Out of 12 leading large language models, OpenAI’s GPT-4 Turbo comes closest to meeting the EU’s artificial intelligence rules, but still falls short of full compliance, according to a new study.
This study is the first to "translate" the EU’s artificial intelligence (AI) regulations for general-purpose models into "concrete, measurable, and verifiable technical requirements," according to the researchers.
The research was carried out by experts from ETH Zurich, the Bulgarian AI research institute INSAIT — established in partnership with ETH and EPFL, another leading Swiss university — and ETH spin-off LatticeFlow AI.
As part of the study, the researchers developed COMPL-AI, a "compliance checker" consisting of a set of benchmarks to assess how well AI models adhere to EU regulations.
The framework is based on six ethical principles outlined in the EU AI Act: human agency, data protection, transparency, diversity, non-discrimination, and fairness. From these principles, the researchers derived 12 technically clear requirements linked to 27 evaluation criteria.
They used their framework to analyze the compliance of 12 popular LLMs, including ChatGPT, Llama, Claude, and Mistral.
At least some models were found to fully comply with EU regulations in terms of data privacy, and performed worst in areas such as diversity, non-discrimination, and fairness, according to the study.
GPT-4 Turbo was shown to be closest to meeting the regulatory standards, with Claude 3 Opus from Anthropic and Llama 3-70B Instruct from Meta close behind.
"Our comparison of these large language models reveals that there are shortcomings, particularly with regard to requirements such as robustness, diversity, and fairness," said Robin Staab, one of the study’s co-authors.

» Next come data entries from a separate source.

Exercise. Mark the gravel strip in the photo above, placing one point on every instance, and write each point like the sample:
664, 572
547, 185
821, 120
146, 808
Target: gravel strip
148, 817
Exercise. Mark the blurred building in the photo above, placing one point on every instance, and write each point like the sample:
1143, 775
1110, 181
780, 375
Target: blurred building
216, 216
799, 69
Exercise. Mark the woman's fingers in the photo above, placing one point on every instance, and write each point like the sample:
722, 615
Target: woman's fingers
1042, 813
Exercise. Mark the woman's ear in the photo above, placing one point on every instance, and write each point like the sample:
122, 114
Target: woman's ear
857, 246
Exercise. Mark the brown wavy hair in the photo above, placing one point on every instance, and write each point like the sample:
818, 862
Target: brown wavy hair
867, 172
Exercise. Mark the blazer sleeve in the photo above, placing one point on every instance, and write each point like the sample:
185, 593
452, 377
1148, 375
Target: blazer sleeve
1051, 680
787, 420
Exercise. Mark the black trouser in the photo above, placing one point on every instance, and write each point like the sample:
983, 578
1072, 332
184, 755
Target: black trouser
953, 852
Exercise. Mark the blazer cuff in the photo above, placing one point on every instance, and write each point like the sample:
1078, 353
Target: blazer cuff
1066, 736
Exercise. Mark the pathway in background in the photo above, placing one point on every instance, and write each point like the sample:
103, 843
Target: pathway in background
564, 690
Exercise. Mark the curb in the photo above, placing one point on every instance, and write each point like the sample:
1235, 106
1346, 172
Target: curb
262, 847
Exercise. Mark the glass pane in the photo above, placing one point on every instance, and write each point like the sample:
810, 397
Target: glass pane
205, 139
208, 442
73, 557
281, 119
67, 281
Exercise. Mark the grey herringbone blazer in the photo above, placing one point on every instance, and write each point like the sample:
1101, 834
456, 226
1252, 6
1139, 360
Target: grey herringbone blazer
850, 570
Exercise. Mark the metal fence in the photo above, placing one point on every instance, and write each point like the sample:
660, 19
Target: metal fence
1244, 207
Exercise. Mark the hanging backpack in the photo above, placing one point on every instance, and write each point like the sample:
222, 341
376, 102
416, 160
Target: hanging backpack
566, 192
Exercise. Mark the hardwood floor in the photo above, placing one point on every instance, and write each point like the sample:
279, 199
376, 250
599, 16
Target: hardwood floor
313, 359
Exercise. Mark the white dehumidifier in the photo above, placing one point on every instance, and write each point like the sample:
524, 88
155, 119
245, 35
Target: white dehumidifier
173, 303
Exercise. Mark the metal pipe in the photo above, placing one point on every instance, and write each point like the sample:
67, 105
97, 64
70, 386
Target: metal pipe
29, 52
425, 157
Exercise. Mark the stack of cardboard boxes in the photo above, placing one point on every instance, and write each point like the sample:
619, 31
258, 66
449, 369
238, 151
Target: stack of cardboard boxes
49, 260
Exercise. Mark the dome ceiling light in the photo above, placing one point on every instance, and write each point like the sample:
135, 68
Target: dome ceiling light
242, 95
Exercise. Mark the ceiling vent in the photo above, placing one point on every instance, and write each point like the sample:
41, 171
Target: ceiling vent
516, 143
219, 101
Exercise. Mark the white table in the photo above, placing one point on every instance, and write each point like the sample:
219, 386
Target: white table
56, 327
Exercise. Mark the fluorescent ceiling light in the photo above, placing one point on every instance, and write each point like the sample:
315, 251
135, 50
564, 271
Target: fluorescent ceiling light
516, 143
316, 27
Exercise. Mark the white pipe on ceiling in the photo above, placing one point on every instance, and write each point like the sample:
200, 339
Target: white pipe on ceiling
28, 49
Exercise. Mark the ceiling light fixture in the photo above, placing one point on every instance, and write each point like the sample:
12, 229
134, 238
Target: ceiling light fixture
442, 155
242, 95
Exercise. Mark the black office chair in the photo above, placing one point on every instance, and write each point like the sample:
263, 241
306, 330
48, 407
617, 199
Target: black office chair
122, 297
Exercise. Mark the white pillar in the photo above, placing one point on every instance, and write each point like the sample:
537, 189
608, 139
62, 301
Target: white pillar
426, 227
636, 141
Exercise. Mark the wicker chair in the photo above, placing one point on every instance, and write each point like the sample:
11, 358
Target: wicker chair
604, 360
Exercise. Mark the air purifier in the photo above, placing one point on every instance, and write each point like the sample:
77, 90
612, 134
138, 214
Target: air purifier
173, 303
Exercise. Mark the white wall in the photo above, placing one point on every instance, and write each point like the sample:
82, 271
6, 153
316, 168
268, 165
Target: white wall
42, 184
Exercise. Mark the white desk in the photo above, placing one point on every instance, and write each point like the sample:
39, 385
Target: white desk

Key AI concepts, such as explainability, also remained unclear, likely because model developers have prioritized general capabilities and performance over ethical or social requirements, the researchers noted.
"The EU AI Act is an important step towards developing responsible and trustworthy AI," said Martin Vechev, a computer science professor at ETH and founder of INSAIT, "but so far we lacked a clear and precise technical interpretation of the high-level legal requirements from the EU AI Act.”
The researchers shared their findings with the EU AI Office and made their benchmark tool, COMPL-AI, available as open-source on GitHub for others to contribute to.
“The Commission welcomes this study and AI model evaluation platform as a first step in translating the EU AI Act into technical requirements, helping AI model providers implement the AI Act,” Thomas Regnier, a spokesperson for the European Commission, said.
The EU AI Act was adopted in March 2024 and came into force in August, but the technical standards for “high-risk” AI models will not be enforced until two years later, giving developers time to meet the requirements.